A pesquisa também evidencia diferenças na percepção de igualdade de oportunidades. Enquanto 68% dos homens acreditam que há igualdade entre gêneros, apenas 53% das mulheres compartilham dessa visão. Além disso, 34% dos homens e 21% das mulheres consideram que o espaço feminino já está plenamente reconhecido na sociedade.

Barreiras enfrentadas

Entre os principais desafios apontados está a autoconfiança. Cerca de 30% das mulheres afirmam que duvidar da própria capacidade é um fator que contribui para a sensação de impotência.

Outro dado relevante mostra que uma em cada três mulheres sente necessidade de mudar o tom de voz ou adaptar sua personalidade para ser levada a sério em determinados ambientes. Há também diferenças marcadas por recorte racial: 28% das mulheres brancas relatam modificar sua aparência para evitar julgamentos, número que sobe para 39% entre mulheres negras.

Reflexão sobre poder e representatividade

Para Beatriz Della Costa Pedreira, a dificuldade em nomear mulheres em posições de destaque reflete não apenas um problema de representatividade, mas também de reconhecimento social sobre o que é poder.

Segundo ela, a presença feminina em espaços de decisão vai além de ocupar cargos formais. Trata-se também de transformar estruturas e ampliar a influência real dessas lideranças.

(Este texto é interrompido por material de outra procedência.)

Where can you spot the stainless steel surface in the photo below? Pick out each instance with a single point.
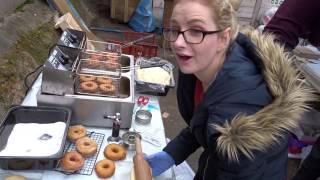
(113, 84)
(129, 141)
(143, 117)
(90, 110)
(57, 82)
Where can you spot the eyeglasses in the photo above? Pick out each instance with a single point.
(191, 36)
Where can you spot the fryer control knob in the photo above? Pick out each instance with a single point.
(115, 128)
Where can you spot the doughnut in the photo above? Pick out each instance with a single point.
(115, 152)
(94, 57)
(112, 65)
(89, 86)
(105, 168)
(84, 78)
(104, 80)
(86, 146)
(113, 58)
(76, 132)
(20, 164)
(72, 161)
(107, 88)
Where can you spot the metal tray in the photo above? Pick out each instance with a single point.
(39, 115)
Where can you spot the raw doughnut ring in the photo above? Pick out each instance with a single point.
(15, 177)
(86, 146)
(76, 132)
(115, 152)
(72, 161)
(84, 78)
(104, 80)
(107, 88)
(91, 63)
(95, 57)
(89, 86)
(20, 164)
(105, 168)
(112, 65)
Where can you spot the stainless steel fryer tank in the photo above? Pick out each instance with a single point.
(90, 110)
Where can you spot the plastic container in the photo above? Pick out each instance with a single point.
(38, 115)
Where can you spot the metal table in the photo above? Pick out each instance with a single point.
(124, 167)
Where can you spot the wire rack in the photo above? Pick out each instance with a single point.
(89, 163)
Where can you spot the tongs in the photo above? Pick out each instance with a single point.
(144, 65)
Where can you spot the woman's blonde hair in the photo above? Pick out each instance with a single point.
(225, 15)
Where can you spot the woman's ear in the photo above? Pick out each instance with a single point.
(224, 39)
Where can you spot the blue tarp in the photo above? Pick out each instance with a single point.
(142, 19)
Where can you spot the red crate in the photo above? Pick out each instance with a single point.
(146, 48)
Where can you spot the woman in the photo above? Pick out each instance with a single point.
(237, 93)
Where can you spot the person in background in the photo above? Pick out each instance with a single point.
(266, 17)
(293, 20)
(296, 19)
(238, 94)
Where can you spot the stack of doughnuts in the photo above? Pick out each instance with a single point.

Já Mariana Ribeiro destaca que a mudança passa também pela cultura e pela forma como a sociedade constrói suas referências. Para a pesquisadora, é necessário ampliar a presença de mulheres em narrativas e produções culturais, fortalecendo modelos de liderança feminina.

Poder, direitos e transformação

A escritora Rosiska Darcy de Oliveira, que participou da pesquisa, reforça que o debate sobre o poder feminino está diretamente ligado à ampliação de direitos, liberdade e autonomia.

O estudo combina dados quantitativos e qualitativos, incluindo entrevistas com especialistas e mulheres que ocupam posições de influência em diferentes áreas, como cultura, economia, meio ambiente e comunicação.

Os resultados reforçam a importância de ampliar o reconhecimento e a valorização das lideranças femininas, contribuindo para uma sociedade mais equilibrada e representativa.